Gareth standing directly behind President Hoover at the White House,
Washington together with the Children of the Revolution, April 23rd
1931. Gareth was an uninvited guest!
Gareth
was aware of the interdependence of the great nations of the world. As David Lloyd George’s Foreign Affairs
Adviser, he would have fully understood the repercussions of the Treaty of
Versailles, which were reverberating more than a decade later. The British Prime Minister was one of its
signatories in 1919, after the Great War. The Treaty was sacred to the French and she was against its
revision.

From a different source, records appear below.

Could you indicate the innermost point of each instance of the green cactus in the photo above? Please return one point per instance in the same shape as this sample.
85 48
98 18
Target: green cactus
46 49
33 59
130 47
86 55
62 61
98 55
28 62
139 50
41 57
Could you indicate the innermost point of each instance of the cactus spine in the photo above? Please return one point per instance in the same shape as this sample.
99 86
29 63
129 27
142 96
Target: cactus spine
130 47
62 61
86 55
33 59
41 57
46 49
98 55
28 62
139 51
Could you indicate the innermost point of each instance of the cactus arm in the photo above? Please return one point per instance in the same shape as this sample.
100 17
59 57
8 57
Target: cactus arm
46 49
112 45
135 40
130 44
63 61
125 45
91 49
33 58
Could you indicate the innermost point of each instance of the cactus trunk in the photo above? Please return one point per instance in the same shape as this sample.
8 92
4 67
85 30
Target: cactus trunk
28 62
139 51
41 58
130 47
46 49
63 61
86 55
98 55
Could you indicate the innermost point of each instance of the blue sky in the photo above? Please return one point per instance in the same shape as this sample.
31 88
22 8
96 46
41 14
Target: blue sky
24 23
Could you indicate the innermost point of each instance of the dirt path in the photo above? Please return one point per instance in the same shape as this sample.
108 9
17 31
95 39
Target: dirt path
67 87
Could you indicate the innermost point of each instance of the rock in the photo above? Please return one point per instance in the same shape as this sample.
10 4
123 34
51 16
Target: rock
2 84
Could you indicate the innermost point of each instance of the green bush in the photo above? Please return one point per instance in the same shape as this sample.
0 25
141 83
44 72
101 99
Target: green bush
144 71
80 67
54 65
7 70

In Germany it had fermented
great bitterness. In an article he
published in The Western Mail
entitled: “The World in Banking Crisis
in 1931” he wrote graphically of how the collapse of the major bank, Credit-Anstalt in Austria, had been sufficient to cause a knock-on effect
resulting in a financial crisis of global proportions - a spark as small as
that which set Europe afire in 1914. He
poignantly wrote: “the rumblings of
disaster have grown more ominous. Japan
has taken advantage of the trouble in Europe to send troops into
Manchuria. The forces of Hitler, the
fascist, have mounted in Germany”. Appearing in The Western
Mail on July 30th 1935, two days after bandits captured
him, was an article by Gareth entitled: “Anglo-American Relations from the Japanese point of view”.